Дайте мне добраться до моего верного письменного стола и моей дорогой машинки. Чего я только не сотворю в свои пятьдесят пять, при том что с 1939 года я здорово хромаю, о чем в последнее время перестал думать, у меня бронхит, который я не лечу, у меня глохнет правое ухо, хотя «Ну-ка, мама, дай-ка бэби крекер» я слышу, плохо видит правый глаз, но в паре с левым еще поработает; вы только дайте мне дорваться до чистой бумаги — и увидите, как шесть или семь страниц заполнятся самыми удивительными словами.
Сюжет? Кому нужен сюжет? Форма, композиция, стиль? Да кому они нужны? Дружище, когда жизнь обрела смысл, следующий день должен быть тем самым днем, а это и был следующий день, день, которому все время что-то мешало наступить, пятьдесят лет мешали ему наступить дождь, грипп, школа, работа, война, кино, события, большие события, малые события, но сегодня он наконец пришел, вот он здесь, как раз вовремя, как суждено, и ему уже ничего не помешает наступить сейчас, сию минуту, мгновенно, как растворяется кофе в моей четвертой чашке, он пришел и будет продолжаться вечно, и все это ради меня, невинного младенца, непрофессионального профессионала, бессистемного основателя единственной системы, ниспровергателя всех жанров: рассказа, романа, эссе, судебного очерка, завещания, бесплатной брошюры о счастливой старости с пенсией в сто долларов, прейскуранта, каталога, адресной книги, телефонного справочника.
Кофе пить нельзя, потому что от него бывает язва; сигареты курить нельзя, потому что может быть рак; любить людей нельзя, потому что люди достойны презрения; радоваться, что живешь на свете, нельзя, потому что жизнь бессмысленна, да и быстротечна.
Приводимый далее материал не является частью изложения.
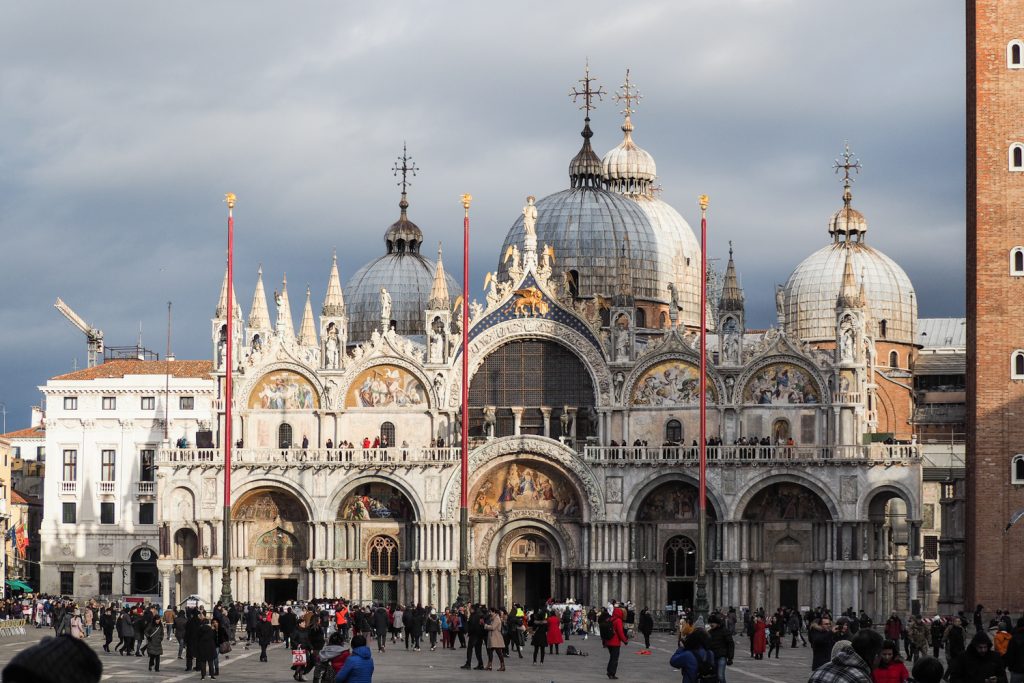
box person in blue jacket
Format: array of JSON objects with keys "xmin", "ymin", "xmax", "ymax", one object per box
[
  {"xmin": 334, "ymin": 636, "xmax": 374, "ymax": 683},
  {"xmin": 669, "ymin": 629, "xmax": 715, "ymax": 683}
]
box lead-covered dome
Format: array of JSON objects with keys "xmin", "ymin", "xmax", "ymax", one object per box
[
  {"xmin": 344, "ymin": 193, "xmax": 462, "ymax": 343},
  {"xmin": 783, "ymin": 182, "xmax": 918, "ymax": 344}
]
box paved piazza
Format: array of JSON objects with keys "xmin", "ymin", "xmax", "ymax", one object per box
[{"xmin": 0, "ymin": 630, "xmax": 811, "ymax": 683}]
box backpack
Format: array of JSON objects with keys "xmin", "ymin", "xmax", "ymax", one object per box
[{"xmin": 696, "ymin": 650, "xmax": 718, "ymax": 683}]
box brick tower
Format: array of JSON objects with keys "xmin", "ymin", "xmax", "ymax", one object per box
[{"xmin": 965, "ymin": 0, "xmax": 1024, "ymax": 614}]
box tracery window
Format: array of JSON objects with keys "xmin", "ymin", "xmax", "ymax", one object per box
[
  {"xmin": 665, "ymin": 536, "xmax": 697, "ymax": 579},
  {"xmin": 1007, "ymin": 40, "xmax": 1024, "ymax": 69},
  {"xmin": 1010, "ymin": 247, "xmax": 1024, "ymax": 275},
  {"xmin": 370, "ymin": 536, "xmax": 398, "ymax": 577},
  {"xmin": 1010, "ymin": 453, "xmax": 1024, "ymax": 484}
]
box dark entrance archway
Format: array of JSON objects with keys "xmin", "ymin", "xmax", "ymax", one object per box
[{"xmin": 130, "ymin": 548, "xmax": 160, "ymax": 595}]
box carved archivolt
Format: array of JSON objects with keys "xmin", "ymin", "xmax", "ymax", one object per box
[
  {"xmin": 442, "ymin": 436, "xmax": 604, "ymax": 520},
  {"xmin": 469, "ymin": 318, "xmax": 611, "ymax": 405}
]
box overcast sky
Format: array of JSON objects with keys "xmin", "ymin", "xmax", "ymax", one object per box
[{"xmin": 0, "ymin": 0, "xmax": 965, "ymax": 429}]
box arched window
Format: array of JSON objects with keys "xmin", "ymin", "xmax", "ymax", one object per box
[
  {"xmin": 1010, "ymin": 142, "xmax": 1024, "ymax": 171},
  {"xmin": 665, "ymin": 420, "xmax": 683, "ymax": 443},
  {"xmin": 1007, "ymin": 40, "xmax": 1024, "ymax": 69},
  {"xmin": 665, "ymin": 536, "xmax": 697, "ymax": 579},
  {"xmin": 278, "ymin": 422, "xmax": 292, "ymax": 449},
  {"xmin": 1010, "ymin": 453, "xmax": 1024, "ymax": 484},
  {"xmin": 381, "ymin": 422, "xmax": 394, "ymax": 447},
  {"xmin": 637, "ymin": 308, "xmax": 647, "ymax": 328},
  {"xmin": 370, "ymin": 536, "xmax": 398, "ymax": 577},
  {"xmin": 1010, "ymin": 247, "xmax": 1024, "ymax": 275}
]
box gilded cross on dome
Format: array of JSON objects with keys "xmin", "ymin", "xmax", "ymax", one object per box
[
  {"xmin": 391, "ymin": 142, "xmax": 420, "ymax": 195},
  {"xmin": 611, "ymin": 69, "xmax": 643, "ymax": 119},
  {"xmin": 833, "ymin": 142, "xmax": 861, "ymax": 187},
  {"xmin": 569, "ymin": 59, "xmax": 608, "ymax": 112}
]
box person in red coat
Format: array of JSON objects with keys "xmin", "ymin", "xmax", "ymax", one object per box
[
  {"xmin": 548, "ymin": 611, "xmax": 562, "ymax": 654},
  {"xmin": 751, "ymin": 615, "xmax": 768, "ymax": 659}
]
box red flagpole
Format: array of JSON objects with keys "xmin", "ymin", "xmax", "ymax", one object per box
[
  {"xmin": 459, "ymin": 195, "xmax": 473, "ymax": 602},
  {"xmin": 694, "ymin": 195, "xmax": 708, "ymax": 616},
  {"xmin": 220, "ymin": 193, "xmax": 236, "ymax": 607}
]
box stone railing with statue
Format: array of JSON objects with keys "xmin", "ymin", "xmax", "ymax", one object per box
[
  {"xmin": 583, "ymin": 443, "xmax": 921, "ymax": 466},
  {"xmin": 157, "ymin": 445, "xmax": 460, "ymax": 468}
]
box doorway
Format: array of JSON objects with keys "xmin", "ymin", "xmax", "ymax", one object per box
[
  {"xmin": 778, "ymin": 579, "xmax": 800, "ymax": 609},
  {"xmin": 263, "ymin": 579, "xmax": 299, "ymax": 605},
  {"xmin": 665, "ymin": 581, "xmax": 693, "ymax": 607},
  {"xmin": 512, "ymin": 562, "xmax": 552, "ymax": 607}
]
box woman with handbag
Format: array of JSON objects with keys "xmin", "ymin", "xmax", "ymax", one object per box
[{"xmin": 142, "ymin": 614, "xmax": 164, "ymax": 671}]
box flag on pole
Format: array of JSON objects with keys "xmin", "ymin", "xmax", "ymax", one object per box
[
  {"xmin": 15, "ymin": 524, "xmax": 29, "ymax": 557},
  {"xmin": 1002, "ymin": 510, "xmax": 1024, "ymax": 533}
]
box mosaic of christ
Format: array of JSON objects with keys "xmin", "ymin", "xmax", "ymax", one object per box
[{"xmin": 470, "ymin": 461, "xmax": 580, "ymax": 517}]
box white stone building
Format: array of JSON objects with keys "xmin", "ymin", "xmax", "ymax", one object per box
[{"xmin": 40, "ymin": 359, "xmax": 215, "ymax": 597}]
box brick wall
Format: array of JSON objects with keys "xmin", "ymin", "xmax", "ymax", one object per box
[{"xmin": 965, "ymin": 0, "xmax": 1024, "ymax": 611}]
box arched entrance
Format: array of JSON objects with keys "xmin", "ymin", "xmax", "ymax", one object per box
[
  {"xmin": 337, "ymin": 481, "xmax": 413, "ymax": 604},
  {"xmin": 130, "ymin": 548, "xmax": 160, "ymax": 595},
  {"xmin": 231, "ymin": 488, "xmax": 308, "ymax": 604},
  {"xmin": 742, "ymin": 481, "xmax": 831, "ymax": 607},
  {"xmin": 174, "ymin": 528, "xmax": 199, "ymax": 600}
]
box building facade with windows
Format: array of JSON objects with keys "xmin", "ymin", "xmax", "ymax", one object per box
[
  {"xmin": 158, "ymin": 76, "xmax": 937, "ymax": 617},
  {"xmin": 965, "ymin": 0, "xmax": 1024, "ymax": 612},
  {"xmin": 40, "ymin": 359, "xmax": 214, "ymax": 597}
]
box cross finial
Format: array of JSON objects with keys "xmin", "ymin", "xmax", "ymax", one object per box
[
  {"xmin": 611, "ymin": 69, "xmax": 643, "ymax": 119},
  {"xmin": 569, "ymin": 58, "xmax": 608, "ymax": 114},
  {"xmin": 833, "ymin": 142, "xmax": 860, "ymax": 187},
  {"xmin": 391, "ymin": 142, "xmax": 420, "ymax": 195}
]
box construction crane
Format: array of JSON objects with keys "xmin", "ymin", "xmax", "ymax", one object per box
[{"xmin": 53, "ymin": 297, "xmax": 103, "ymax": 368}]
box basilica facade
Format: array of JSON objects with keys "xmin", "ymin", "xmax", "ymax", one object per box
[{"xmin": 158, "ymin": 76, "xmax": 923, "ymax": 615}]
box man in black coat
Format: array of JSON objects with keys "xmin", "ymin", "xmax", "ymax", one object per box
[
  {"xmin": 278, "ymin": 607, "xmax": 298, "ymax": 647},
  {"xmin": 373, "ymin": 605, "xmax": 388, "ymax": 652}
]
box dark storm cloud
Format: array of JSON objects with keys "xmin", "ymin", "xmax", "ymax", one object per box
[{"xmin": 0, "ymin": 0, "xmax": 965, "ymax": 427}]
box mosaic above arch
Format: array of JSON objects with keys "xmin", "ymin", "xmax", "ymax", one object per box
[
  {"xmin": 338, "ymin": 481, "xmax": 415, "ymax": 521},
  {"xmin": 631, "ymin": 359, "xmax": 718, "ymax": 405},
  {"xmin": 741, "ymin": 362, "xmax": 821, "ymax": 405},
  {"xmin": 345, "ymin": 366, "xmax": 427, "ymax": 408},
  {"xmin": 469, "ymin": 460, "xmax": 581, "ymax": 517},
  {"xmin": 248, "ymin": 370, "xmax": 319, "ymax": 411},
  {"xmin": 743, "ymin": 482, "xmax": 831, "ymax": 521}
]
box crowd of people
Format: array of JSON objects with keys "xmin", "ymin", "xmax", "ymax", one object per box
[{"xmin": 0, "ymin": 596, "xmax": 1024, "ymax": 683}]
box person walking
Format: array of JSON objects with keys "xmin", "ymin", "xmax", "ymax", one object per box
[
  {"xmin": 601, "ymin": 603, "xmax": 630, "ymax": 680},
  {"xmin": 143, "ymin": 615, "xmax": 164, "ymax": 672},
  {"xmin": 196, "ymin": 614, "xmax": 217, "ymax": 680},
  {"xmin": 485, "ymin": 607, "xmax": 505, "ymax": 671},
  {"xmin": 548, "ymin": 611, "xmax": 562, "ymax": 654},
  {"xmin": 637, "ymin": 607, "xmax": 654, "ymax": 650},
  {"xmin": 334, "ymin": 635, "xmax": 374, "ymax": 683},
  {"xmin": 529, "ymin": 608, "xmax": 548, "ymax": 664}
]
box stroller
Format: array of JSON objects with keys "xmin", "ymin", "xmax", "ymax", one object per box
[{"xmin": 313, "ymin": 645, "xmax": 352, "ymax": 683}]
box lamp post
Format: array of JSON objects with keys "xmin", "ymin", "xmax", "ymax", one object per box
[
  {"xmin": 220, "ymin": 193, "xmax": 236, "ymax": 607},
  {"xmin": 459, "ymin": 195, "xmax": 473, "ymax": 603},
  {"xmin": 693, "ymin": 195, "xmax": 708, "ymax": 624}
]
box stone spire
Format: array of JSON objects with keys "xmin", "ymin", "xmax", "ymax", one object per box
[
  {"xmin": 273, "ymin": 274, "xmax": 295, "ymax": 341},
  {"xmin": 836, "ymin": 249, "xmax": 864, "ymax": 308},
  {"xmin": 321, "ymin": 252, "xmax": 345, "ymax": 315},
  {"xmin": 213, "ymin": 266, "xmax": 242, "ymax": 321},
  {"xmin": 299, "ymin": 285, "xmax": 316, "ymax": 346},
  {"xmin": 249, "ymin": 264, "xmax": 270, "ymax": 330},
  {"xmin": 427, "ymin": 242, "xmax": 452, "ymax": 310},
  {"xmin": 718, "ymin": 242, "xmax": 743, "ymax": 312}
]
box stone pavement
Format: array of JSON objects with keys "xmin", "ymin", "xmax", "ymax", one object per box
[{"xmin": 0, "ymin": 629, "xmax": 811, "ymax": 683}]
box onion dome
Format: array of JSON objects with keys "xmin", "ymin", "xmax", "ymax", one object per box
[
  {"xmin": 344, "ymin": 147, "xmax": 462, "ymax": 343},
  {"xmin": 783, "ymin": 148, "xmax": 918, "ymax": 344}
]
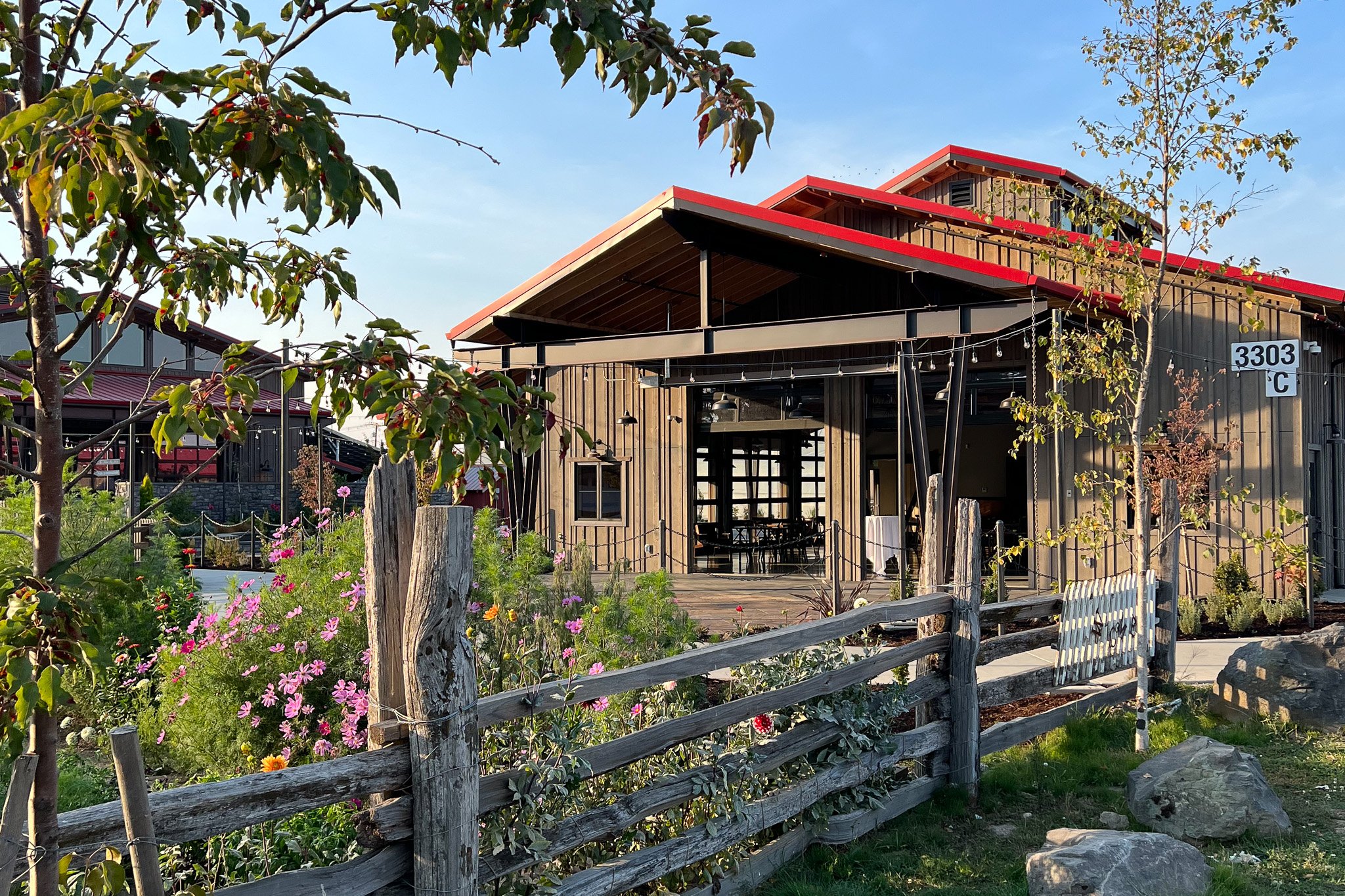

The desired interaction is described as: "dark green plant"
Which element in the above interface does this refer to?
[1214,553,1252,595]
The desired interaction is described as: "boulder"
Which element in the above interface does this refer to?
[1210,622,1345,731]
[1126,736,1290,840]
[1028,828,1212,896]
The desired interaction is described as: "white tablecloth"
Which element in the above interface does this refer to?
[864,516,901,575]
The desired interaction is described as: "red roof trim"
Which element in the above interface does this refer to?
[765,177,1345,304]
[447,186,674,339]
[878,144,1092,192]
[448,177,1130,339]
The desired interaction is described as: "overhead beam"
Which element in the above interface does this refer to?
[453,302,1032,370]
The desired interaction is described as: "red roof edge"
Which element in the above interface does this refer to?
[878,144,1092,192]
[772,177,1345,305]
[445,186,672,339]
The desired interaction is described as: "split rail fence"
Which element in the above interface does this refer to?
[0,459,1178,896]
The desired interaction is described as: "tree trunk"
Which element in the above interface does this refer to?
[19,0,64,896]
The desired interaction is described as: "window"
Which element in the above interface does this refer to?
[191,343,219,373]
[149,330,187,371]
[574,463,625,523]
[102,324,145,367]
[56,314,93,362]
[948,180,973,208]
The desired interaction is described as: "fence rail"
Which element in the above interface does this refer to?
[0,459,1178,896]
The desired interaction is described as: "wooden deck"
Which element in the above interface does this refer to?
[646,572,1029,634]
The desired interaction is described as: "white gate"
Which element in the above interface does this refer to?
[1056,570,1158,685]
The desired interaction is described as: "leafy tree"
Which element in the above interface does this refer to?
[0,0,774,896]
[1015,0,1298,750]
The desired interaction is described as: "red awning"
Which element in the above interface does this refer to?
[37,372,331,416]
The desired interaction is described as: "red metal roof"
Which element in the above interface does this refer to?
[48,372,331,416]
[761,176,1345,304]
[447,186,1108,340]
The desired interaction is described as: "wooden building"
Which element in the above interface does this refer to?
[448,146,1345,592]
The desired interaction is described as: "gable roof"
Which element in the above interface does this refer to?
[761,176,1345,305]
[447,186,1097,341]
[878,144,1093,194]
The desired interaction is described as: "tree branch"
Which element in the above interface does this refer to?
[332,112,500,165]
[56,245,131,360]
[271,0,374,66]
[51,0,93,87]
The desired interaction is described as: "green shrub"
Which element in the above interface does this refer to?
[1214,553,1252,595]
[1200,592,1235,626]
[1227,601,1256,634]
[1177,595,1201,638]
[140,516,368,775]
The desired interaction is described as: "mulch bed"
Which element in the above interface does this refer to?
[1180,603,1345,641]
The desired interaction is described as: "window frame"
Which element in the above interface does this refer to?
[569,458,629,526]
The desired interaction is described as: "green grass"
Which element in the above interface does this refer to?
[0,750,117,811]
[757,691,1345,896]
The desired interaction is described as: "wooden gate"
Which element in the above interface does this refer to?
[1056,570,1158,687]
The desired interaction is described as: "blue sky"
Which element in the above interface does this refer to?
[118,0,1345,360]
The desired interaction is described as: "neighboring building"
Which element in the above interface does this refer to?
[448,146,1345,592]
[0,302,378,509]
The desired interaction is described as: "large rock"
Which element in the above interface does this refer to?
[1212,622,1345,731]
[1028,828,1212,896]
[1126,736,1290,840]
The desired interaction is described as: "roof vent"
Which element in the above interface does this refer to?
[948,180,971,208]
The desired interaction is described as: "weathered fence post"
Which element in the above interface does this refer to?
[402,507,480,895]
[1154,480,1181,684]
[831,520,841,612]
[915,473,948,774]
[109,725,164,896]
[948,498,981,803]
[0,752,37,887]
[364,454,416,747]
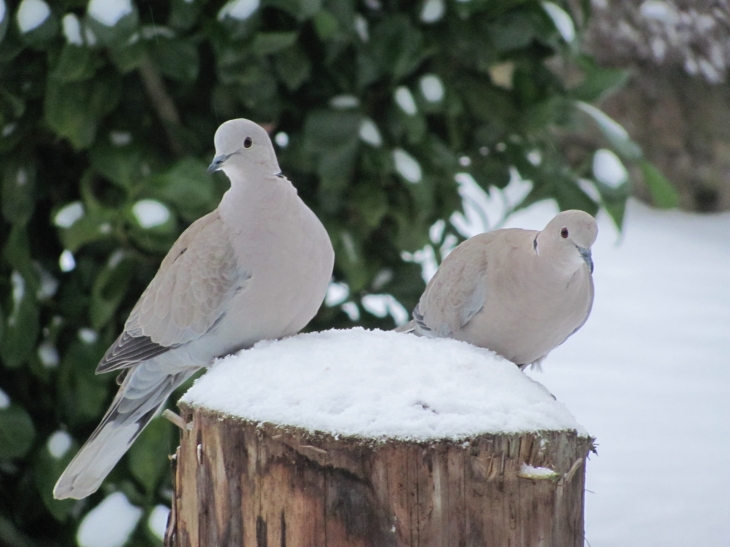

Верить ничему нельзя, потому что все уже опровергнуто. Ждать радости от нового дня нельзя, потому что никто еще ее не дождался. Забыть о хромоте, о бронхите, о глохнущем ухе и слепнущем глазе нельзя, потому что они тут, с тобой, насмехаются и ждут не дождутся, как бы сделать из тебя развалину. Думать о веселом и смешном, вспоминать женщин и детей, рожденных им, нельзя, потому что где все это теперь, где все они теперь? Ничего нельзя, потому что все всегда плохо, — но только не для писателя, он никогда не поверит, его не убедишь, он будет твердить свое: «Сегодня — тот день», — не принимая ничего и никого всерьез, кроме этого самого дня, чистого, как неисписанный лист бумаги.
Итак, двенадцать часов назад он сел за стол, я сел за стол, кто-то сел за стол: шесть часов утра, Сан-Франциско еще погружен во мрак, по радио звучит «Ну-ка, мама, дай-ка бэби крекер»: и кто это сочиняет такие песни, и где эти ребята научились так петь?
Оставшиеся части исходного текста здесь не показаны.